The risk, said Sanders’s supporters, was bigger than one more lost election. A major theme of the weekend was that the international left had failed to organize as effectively as the nationalist right. Varoufakis’s remarks Friday ended with the launch of Progressive International, an effort to build ties and share strategies between left-wing activists and parties across the world. Sanders campaign veterans, separately, had already been training left-wing parties in Europe on the tactics used in the 2016 campaign.
“After the [2008 economic] crisis, two kinds of people united internationally: bankers and fascists,” Varoufakis said in a short interview. “The only people who never bound together were progressives.”
Sanders himself has argued that the “post-World War II global order,” which in many countries responded to the Great Recession of 2007 to 2009 by cutting back social services. This, he says, enabled the rise of candidates who appealed to fear of changes both economic and demographic, like Trump, Brazil’s Jair Bolsonaro, and of right-wing governments in countries like Italy and Hungary. While Sanders’s flock was gathering, Bolsonaro was at the international Group of 20 meeting in Buenos Aires, meeting with Trump national security adviser John Bolton.

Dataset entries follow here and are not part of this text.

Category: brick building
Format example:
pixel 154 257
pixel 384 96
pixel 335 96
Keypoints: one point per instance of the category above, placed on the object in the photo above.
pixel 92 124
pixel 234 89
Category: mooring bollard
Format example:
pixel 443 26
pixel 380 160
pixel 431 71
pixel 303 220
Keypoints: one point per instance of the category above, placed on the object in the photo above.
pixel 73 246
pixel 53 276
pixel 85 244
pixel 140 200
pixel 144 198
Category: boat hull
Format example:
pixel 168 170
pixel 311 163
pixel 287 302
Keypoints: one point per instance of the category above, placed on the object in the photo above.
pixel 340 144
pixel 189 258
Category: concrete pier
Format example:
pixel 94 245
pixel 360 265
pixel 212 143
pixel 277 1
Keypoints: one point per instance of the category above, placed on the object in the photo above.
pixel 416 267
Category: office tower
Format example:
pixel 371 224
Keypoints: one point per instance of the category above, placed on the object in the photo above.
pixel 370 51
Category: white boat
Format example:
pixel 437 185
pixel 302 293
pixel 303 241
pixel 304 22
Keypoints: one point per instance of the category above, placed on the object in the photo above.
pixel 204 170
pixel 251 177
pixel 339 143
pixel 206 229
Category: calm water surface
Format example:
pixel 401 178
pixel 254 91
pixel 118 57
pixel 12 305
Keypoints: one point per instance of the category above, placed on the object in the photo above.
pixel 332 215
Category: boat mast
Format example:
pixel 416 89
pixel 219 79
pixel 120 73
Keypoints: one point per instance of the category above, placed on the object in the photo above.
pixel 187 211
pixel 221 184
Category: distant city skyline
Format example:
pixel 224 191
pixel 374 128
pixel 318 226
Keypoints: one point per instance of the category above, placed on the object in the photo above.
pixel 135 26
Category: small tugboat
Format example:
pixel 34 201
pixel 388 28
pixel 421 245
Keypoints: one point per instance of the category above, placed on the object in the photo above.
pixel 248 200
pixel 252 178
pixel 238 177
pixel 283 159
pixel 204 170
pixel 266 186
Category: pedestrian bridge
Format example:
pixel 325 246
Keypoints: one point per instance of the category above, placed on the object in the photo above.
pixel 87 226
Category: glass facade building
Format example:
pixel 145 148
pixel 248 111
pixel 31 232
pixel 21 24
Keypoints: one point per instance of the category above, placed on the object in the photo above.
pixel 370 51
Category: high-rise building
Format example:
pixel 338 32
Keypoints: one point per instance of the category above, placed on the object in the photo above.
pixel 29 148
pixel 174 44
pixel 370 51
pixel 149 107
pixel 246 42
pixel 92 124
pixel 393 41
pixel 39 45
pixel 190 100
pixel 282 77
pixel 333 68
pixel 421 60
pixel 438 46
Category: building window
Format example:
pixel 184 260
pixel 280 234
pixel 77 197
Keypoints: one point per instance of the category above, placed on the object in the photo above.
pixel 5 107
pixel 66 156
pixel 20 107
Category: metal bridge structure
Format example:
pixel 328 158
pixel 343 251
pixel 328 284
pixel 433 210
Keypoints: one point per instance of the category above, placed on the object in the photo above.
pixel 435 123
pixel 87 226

Fernando Haddad, the left-wing politician who lost to Bolsonaro after courts barred popular former president Luiz Inácio Lula da Silva from running, said in an interview that his country was “harvesting the consequences of the neoliberal project’s failure.” At weekend panels, Sanders supporters argued that Democrats had created the opening for Trump by failing to crack down on industries, like health insurance and banking, that many voters saw as exploitative.
“Right now the racist, violent, homophobic, and sexist far right is organizing,” said Ada Colau, the left-wing mayor of Barcelona. “We need to amplify all the alternatives we are building out in the world.”
The weekend gathering was by far the Institute’s biggest project since its founding last year by Jane O’Meara Sanders, who is married to the senator, and came at an auspicious moment for Sanders’s own prospects. Two weeks earlier, federal investigators closed their investigation of a land deal that O’Meara Sanders made as president of a now-defunct college, a favorite subject of the senator’s political opponents, who had watched an FBI probe sink Clinton’s 2016 campaign.
For Sanders die-hards, there was no longer any question that he would be the best possible candidate to reverse the gains of right-wing nationalists. RoseAnn DeMoro, who had turned National Nurses United into the biggest labor backer of Sanders’s 2016 bid, took every chance she could to urge the senator to run again. Asked if she had been contacted by other presidential hopefuls, DeMoro was incredulous.
“There are no other candidates,” she said.